A quanto pareva, almeno per loro era vera l’affermazione
di Paulo Coelho: Tutto l’universo cospira affinché chi lo desidera con tutto se stesso
possa riuscire a realizzare i propri sogni!
Gli Uberti erano tornati a Firenze con tutti
gli onori e riposavano felicemente nella loro città.

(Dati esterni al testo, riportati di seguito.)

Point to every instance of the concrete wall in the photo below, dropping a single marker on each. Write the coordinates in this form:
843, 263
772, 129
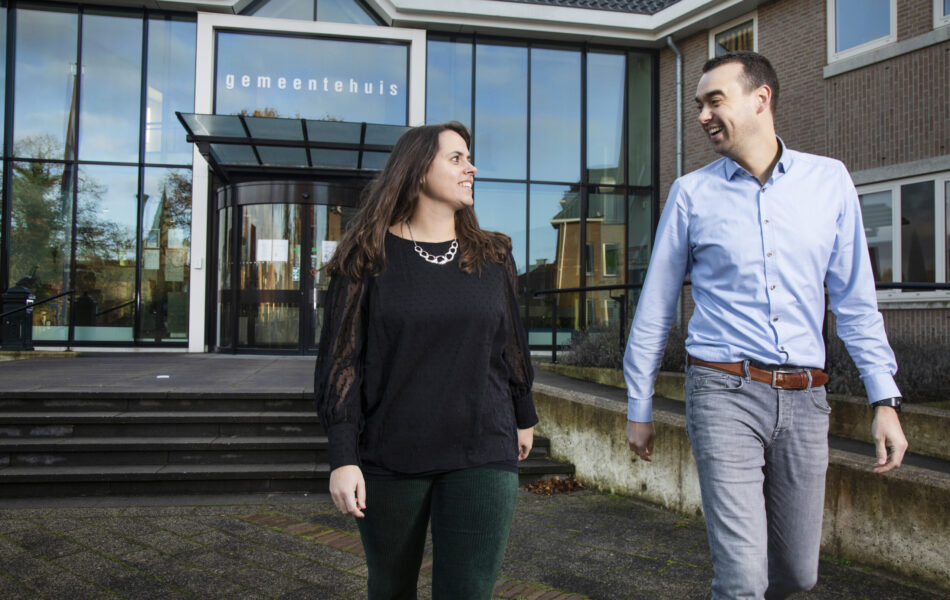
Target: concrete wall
898, 521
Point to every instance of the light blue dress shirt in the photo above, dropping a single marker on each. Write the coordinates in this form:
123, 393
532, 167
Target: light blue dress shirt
759, 258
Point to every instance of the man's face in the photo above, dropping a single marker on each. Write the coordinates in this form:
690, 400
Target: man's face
728, 113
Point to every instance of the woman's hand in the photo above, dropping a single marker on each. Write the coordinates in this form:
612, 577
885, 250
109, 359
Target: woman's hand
348, 490
525, 442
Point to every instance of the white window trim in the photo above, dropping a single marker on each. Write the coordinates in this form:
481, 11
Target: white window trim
893, 298
940, 19
890, 38
754, 16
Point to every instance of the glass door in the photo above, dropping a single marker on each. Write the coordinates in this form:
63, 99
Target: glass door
270, 267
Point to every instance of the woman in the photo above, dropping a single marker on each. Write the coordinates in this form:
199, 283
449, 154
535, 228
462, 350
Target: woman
423, 380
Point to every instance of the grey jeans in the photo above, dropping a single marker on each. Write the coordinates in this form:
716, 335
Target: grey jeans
762, 454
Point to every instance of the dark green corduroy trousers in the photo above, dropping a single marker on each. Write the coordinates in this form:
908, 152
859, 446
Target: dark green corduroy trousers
471, 512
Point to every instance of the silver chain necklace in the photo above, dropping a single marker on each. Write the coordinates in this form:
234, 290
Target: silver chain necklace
443, 259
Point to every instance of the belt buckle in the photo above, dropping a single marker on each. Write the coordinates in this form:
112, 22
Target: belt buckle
780, 372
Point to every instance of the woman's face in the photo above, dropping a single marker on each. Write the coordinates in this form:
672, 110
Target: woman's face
451, 175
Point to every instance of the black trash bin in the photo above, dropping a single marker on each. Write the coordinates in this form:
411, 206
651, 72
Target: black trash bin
16, 330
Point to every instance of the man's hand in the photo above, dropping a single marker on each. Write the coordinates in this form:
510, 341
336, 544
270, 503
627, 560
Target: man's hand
887, 434
348, 490
640, 437
525, 442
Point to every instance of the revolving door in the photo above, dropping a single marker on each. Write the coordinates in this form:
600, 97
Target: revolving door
273, 240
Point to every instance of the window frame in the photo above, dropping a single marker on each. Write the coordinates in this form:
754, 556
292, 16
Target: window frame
941, 243
753, 16
890, 38
940, 19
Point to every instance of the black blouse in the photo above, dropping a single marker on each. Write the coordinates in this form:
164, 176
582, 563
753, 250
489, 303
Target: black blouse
424, 368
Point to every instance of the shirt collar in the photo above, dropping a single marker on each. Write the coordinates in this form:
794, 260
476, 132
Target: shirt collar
784, 163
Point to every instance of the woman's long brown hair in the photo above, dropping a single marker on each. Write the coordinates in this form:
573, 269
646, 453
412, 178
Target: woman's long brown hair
391, 198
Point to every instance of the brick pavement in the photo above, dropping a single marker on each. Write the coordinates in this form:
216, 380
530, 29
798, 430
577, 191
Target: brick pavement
567, 546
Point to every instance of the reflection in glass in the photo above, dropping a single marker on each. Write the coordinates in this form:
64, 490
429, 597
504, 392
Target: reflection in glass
501, 95
343, 11
45, 90
735, 38
501, 207
3, 65
269, 266
311, 78
860, 21
40, 231
111, 88
166, 250
554, 232
917, 232
226, 292
105, 253
639, 245
605, 77
640, 118
606, 234
449, 82
171, 87
301, 10
877, 210
555, 115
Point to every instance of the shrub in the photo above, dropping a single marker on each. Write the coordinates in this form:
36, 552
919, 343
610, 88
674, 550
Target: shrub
592, 348
922, 370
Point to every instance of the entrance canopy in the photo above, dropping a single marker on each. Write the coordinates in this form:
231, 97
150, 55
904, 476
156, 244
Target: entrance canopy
236, 146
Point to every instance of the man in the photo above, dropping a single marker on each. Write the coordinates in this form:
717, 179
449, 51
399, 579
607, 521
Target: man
761, 232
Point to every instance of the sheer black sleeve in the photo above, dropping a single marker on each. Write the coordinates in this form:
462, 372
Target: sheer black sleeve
338, 377
517, 356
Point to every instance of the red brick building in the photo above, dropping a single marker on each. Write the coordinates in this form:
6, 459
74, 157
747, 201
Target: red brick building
867, 83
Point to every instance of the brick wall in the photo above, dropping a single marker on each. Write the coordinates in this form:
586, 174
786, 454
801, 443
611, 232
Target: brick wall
885, 114
914, 17
890, 112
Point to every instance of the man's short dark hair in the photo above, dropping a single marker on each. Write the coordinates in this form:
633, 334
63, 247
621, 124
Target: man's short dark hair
756, 70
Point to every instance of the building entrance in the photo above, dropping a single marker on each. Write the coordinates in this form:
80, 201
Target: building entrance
274, 238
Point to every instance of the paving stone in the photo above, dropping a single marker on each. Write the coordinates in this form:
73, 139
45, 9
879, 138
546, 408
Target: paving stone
45, 543
67, 585
26, 566
183, 526
105, 542
205, 585
14, 590
264, 580
169, 543
330, 578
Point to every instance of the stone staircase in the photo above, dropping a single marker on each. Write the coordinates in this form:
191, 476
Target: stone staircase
95, 444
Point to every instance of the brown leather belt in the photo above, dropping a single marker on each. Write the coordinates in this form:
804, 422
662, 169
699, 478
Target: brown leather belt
780, 379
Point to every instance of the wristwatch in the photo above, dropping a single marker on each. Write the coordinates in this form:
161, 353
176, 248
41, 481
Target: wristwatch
894, 403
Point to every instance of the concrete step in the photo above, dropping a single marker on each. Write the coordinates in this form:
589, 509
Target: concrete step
104, 480
83, 452
160, 402
157, 424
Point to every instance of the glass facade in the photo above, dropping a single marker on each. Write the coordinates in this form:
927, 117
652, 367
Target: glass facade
97, 172
98, 177
563, 138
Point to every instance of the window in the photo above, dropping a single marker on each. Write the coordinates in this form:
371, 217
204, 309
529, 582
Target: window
941, 13
740, 34
612, 259
907, 224
856, 26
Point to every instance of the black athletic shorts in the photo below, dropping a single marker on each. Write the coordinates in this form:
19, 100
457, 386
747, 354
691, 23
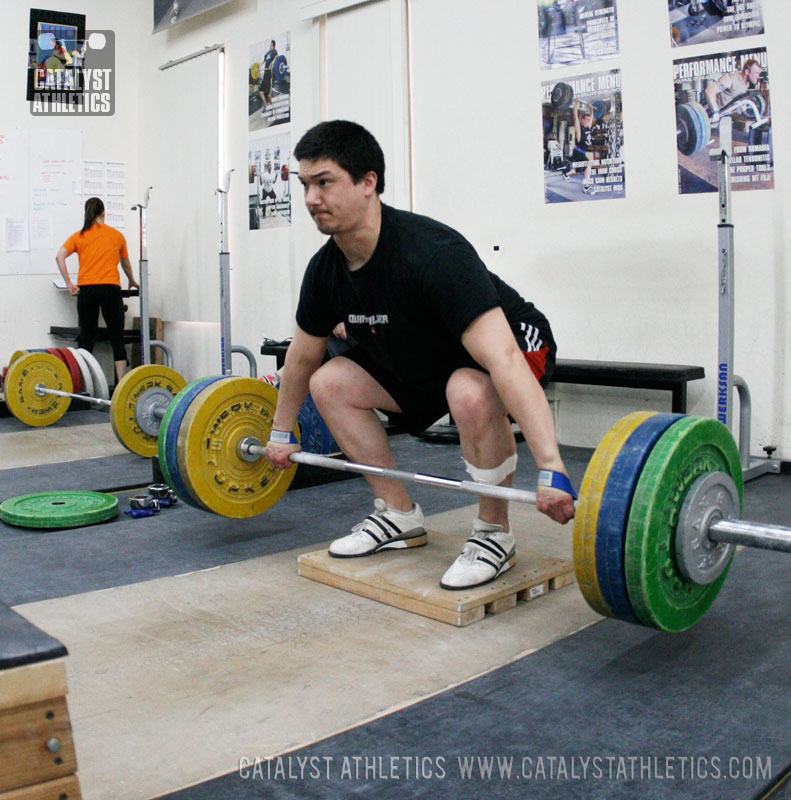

A Palazzo Albizzi, tra le braccia del suo
uomo, Giovanni sapeva di essere a casa.
Rinaldo Albizzi aveva ottenuto tutto ciò che
desiderava e anche ciò che non aveva mai osato sperare.
Non era forse perfetto?
FINE
* Tutto questo è tristemente vero. La memoria
di Farinata degli Uberti fu riabilitata a metà Quattrocento e lo stesso
Granduca Cosimo I de’ Medici, in seguito, contribuì a omaggiarne e rispettarne
la figura, ma non ci fu modo di dare una vera sepoltura ai suoi resti… L
** Se capitaste a Firenze, non vi venga
in mente di cercare questa lapide con lo stemma degli Uberti da qualche parte
nel Duomo, perché questa cerimonia e anche la lapide esistono soltanto nella
mia fantasia. Si può tuttavia vedere lo stemma degli Uberti nel primo cortile
sotto il porticato del Palazzo della Signoria e Farinata
si è anche meritato, verso la metà del XIX secolo, una statua tra i notabili fiorentini
che fanno bella mostra di sé sotto le logge degli Uffizi!